Most of the remaining startup performance problem (after Sam's
optimization patches) appears to be a result of how the db is
ordered.
If I modify the attr db's comparison function so that it has a "<"
rather than ">", then all of the preads during startup go in order
through the db rather than backwards. This takes the startup
time on a
cold db down to just 34 seconds. Previously it was 2 minutes 22
seconds.
It still could be faster, but that seems to be the biggest part
of the
time. I imagine the rest of it is just the access size (4 KB at
a time) that might be tunable through some berkeley db settings.
The downside of making that particular change to the comparison
method is that it breaks storage space compatibility.

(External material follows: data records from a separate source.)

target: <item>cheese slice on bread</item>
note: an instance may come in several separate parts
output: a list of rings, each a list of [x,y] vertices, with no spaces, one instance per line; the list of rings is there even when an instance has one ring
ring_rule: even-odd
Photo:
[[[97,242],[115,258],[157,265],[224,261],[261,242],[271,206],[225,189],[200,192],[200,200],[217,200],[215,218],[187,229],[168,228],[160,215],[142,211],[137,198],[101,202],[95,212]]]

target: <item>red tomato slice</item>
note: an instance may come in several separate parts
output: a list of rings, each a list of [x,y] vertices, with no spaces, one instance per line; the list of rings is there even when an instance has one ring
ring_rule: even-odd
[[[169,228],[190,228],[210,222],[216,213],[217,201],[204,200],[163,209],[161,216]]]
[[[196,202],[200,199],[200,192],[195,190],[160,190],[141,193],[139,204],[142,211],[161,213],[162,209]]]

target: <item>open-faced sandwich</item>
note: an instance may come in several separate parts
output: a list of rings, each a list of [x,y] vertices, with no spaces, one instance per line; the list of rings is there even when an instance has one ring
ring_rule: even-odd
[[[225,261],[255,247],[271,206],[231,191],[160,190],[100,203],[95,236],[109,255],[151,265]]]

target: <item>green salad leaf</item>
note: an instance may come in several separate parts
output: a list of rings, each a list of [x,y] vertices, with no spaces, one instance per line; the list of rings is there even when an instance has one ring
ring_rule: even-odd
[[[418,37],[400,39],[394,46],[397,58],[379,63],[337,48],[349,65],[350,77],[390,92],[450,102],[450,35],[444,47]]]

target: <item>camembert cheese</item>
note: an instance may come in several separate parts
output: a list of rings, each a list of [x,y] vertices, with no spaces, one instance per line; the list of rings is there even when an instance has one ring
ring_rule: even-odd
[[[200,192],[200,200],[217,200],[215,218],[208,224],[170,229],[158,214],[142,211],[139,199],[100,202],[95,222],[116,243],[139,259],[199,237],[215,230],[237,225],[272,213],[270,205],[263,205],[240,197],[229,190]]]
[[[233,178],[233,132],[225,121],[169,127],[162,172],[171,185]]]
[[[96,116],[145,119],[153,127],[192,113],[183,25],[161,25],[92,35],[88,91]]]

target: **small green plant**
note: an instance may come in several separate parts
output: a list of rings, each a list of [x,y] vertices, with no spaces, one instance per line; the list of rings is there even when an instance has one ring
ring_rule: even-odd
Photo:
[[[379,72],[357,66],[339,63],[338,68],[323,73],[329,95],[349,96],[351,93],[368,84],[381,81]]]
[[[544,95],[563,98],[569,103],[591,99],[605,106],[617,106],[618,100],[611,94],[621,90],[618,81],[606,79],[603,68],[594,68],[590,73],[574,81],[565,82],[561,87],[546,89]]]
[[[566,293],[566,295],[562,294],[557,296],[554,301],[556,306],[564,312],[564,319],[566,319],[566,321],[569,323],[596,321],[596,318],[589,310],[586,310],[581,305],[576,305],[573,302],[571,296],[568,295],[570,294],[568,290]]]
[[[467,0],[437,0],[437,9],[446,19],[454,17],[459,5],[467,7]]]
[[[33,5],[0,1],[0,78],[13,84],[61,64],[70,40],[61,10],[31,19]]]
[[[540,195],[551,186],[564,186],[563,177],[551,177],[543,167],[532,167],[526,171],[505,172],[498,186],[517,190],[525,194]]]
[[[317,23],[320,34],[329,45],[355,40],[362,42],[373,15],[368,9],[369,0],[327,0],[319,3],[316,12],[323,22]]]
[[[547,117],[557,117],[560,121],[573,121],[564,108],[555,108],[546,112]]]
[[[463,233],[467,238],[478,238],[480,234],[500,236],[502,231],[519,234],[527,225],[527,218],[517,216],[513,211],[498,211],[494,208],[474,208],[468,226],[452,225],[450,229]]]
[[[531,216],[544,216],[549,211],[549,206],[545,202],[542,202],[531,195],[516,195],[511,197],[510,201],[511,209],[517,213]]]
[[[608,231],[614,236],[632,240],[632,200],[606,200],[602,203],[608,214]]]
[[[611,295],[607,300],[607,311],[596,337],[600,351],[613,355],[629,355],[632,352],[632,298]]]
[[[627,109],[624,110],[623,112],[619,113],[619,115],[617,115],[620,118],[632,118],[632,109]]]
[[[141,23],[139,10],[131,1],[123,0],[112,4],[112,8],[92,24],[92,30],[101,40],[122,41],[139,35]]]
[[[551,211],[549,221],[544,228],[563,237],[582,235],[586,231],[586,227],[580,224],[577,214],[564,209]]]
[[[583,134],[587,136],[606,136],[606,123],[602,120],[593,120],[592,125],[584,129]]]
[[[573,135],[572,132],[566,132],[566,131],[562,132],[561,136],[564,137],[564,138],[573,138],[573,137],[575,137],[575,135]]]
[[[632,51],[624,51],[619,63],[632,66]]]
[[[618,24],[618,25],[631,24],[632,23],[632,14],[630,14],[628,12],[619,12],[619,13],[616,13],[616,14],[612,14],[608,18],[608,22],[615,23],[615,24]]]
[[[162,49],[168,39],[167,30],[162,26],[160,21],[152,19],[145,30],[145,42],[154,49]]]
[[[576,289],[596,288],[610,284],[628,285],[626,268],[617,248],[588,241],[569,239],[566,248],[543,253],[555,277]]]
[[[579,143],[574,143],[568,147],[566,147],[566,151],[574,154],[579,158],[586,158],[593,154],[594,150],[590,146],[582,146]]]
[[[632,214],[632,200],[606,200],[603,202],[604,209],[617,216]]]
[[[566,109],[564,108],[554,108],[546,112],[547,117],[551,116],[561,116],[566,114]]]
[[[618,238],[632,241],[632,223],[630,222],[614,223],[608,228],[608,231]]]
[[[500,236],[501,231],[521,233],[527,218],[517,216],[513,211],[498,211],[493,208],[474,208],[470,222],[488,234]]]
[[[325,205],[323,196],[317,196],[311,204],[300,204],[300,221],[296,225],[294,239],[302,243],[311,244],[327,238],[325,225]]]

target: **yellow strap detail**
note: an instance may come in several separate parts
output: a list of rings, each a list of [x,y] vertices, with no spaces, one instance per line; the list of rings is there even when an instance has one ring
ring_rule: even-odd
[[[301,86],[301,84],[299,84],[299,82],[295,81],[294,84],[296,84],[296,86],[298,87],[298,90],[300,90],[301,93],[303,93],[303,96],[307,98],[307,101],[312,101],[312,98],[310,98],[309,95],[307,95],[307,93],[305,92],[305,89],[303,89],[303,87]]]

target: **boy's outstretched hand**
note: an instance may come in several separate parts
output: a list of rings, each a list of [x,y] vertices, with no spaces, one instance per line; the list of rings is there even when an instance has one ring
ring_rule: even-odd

I wonder if it might be possible to accomplish the same thing in the
current db format by modifying iterate_handles() to just run the
cursor
backwards (using DB_PREV instead of DB_NEXT)? That wouldn't hurt
storage space compability (if it works), but I don't know if it
makes any difference to callers of that function what order the
handles come out in.
It doesn't matter to the caller. You'll also need to set the
cursor to the last position in the db with DB_LAST. Does DB_PREV
work with DB_MULTIPLE though? Its not clear from the above, does
the improvement to 34 seconds occur with MULTIPLE or without?
I mentioned previously that the dspace db gets opened with the
RECNUM flag. I don't think that's necessary, and removing it
will invariably improve performance, but we need a way to return
the position for iterate_handles. The easiest thing to do is
turn PVFS_ds_position into a uint64_t (currently its only
uint32_t). That breaks interfaces and protocols though.

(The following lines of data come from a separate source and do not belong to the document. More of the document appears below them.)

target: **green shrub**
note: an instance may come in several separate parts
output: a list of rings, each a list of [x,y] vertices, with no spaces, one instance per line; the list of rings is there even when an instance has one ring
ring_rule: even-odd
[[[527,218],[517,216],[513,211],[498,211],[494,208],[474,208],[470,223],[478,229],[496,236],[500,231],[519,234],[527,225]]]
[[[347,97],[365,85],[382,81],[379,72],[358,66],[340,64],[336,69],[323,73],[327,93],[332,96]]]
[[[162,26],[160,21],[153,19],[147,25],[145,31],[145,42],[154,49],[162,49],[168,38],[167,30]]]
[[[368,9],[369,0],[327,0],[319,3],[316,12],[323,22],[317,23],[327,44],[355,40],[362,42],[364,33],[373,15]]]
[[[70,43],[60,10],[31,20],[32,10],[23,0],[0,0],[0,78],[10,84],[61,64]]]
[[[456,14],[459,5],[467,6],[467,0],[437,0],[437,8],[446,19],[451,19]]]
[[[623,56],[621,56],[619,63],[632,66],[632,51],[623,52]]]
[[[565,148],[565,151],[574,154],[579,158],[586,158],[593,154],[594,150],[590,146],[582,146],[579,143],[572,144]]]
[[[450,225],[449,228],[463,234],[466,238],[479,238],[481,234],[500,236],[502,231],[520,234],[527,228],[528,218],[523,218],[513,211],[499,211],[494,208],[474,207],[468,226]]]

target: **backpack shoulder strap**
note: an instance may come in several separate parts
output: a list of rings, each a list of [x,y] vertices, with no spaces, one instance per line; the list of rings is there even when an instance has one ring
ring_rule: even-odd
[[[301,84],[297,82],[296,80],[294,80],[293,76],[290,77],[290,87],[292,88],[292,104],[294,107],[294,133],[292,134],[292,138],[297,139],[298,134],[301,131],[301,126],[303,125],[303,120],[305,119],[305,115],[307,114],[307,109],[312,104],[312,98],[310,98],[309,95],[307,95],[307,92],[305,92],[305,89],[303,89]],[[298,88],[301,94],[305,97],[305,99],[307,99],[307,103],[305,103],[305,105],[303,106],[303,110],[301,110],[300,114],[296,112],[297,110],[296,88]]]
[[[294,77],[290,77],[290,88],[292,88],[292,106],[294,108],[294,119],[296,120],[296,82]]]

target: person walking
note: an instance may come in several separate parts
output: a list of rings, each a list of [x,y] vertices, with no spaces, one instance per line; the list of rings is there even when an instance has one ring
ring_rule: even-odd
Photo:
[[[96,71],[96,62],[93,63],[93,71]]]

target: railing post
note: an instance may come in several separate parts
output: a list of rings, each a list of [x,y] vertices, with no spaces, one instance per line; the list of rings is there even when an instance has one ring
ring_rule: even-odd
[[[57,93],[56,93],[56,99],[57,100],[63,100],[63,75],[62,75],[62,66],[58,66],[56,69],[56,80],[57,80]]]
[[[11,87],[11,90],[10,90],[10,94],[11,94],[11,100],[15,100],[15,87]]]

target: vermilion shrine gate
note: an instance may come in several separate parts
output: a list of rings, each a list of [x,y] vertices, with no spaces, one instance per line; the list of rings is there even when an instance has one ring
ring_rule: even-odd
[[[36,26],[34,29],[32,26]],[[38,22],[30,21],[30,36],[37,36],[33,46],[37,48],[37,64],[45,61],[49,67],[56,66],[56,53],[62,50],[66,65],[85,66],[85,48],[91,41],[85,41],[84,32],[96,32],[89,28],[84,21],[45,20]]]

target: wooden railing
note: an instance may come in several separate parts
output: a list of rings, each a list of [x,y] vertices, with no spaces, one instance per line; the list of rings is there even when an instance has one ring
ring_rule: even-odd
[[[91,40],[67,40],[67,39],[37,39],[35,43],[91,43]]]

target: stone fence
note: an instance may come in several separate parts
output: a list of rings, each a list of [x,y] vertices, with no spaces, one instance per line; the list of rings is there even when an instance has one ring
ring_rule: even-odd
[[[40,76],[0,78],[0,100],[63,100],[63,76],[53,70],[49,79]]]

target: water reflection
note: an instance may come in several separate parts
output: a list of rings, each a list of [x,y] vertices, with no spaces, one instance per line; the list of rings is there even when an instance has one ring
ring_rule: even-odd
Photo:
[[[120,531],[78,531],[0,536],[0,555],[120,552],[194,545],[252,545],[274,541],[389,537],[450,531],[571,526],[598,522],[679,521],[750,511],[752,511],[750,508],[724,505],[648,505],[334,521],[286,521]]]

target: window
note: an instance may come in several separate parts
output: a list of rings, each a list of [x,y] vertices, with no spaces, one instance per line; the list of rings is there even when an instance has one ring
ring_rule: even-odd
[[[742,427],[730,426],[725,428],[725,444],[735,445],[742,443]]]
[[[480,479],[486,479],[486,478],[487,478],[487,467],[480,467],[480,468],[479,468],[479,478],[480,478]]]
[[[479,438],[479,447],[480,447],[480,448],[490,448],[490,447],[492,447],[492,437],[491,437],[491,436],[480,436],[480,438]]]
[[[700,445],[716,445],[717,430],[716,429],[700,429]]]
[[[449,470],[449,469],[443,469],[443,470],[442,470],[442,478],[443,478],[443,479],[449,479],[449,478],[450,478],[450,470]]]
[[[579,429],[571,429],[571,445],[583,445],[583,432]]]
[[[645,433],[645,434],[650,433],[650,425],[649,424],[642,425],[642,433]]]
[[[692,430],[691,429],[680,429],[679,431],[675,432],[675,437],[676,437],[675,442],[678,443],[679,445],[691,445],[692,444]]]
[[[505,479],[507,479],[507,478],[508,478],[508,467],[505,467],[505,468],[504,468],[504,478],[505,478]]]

I don't know if the PREV approach would work with MULTIPLE or not.
The 34 second times (with inverted comparison function) were run
with your MULTIPLE patches applied. I didn't try it without the
patches.
I couldn't find anything in the berkeley db about DB_MULTIPLE_KEY and
DB_PREV not being allowed, but when tried it returns an error about
Illegal flag combinations. So our option is to either use DB_PREV
without DB_MULTIPLE (no storage format changes), or change the
comparison function and storage format so that we can use DB_NEXT
with DB_MULTIPLE_KEY.
Checking the storage format version and providing the appropriate
comparison function wouldn't be hard though, and wouldn't require any
"migration" of the old to new format. Older formats wouldn't benefit
from the performance improvements though.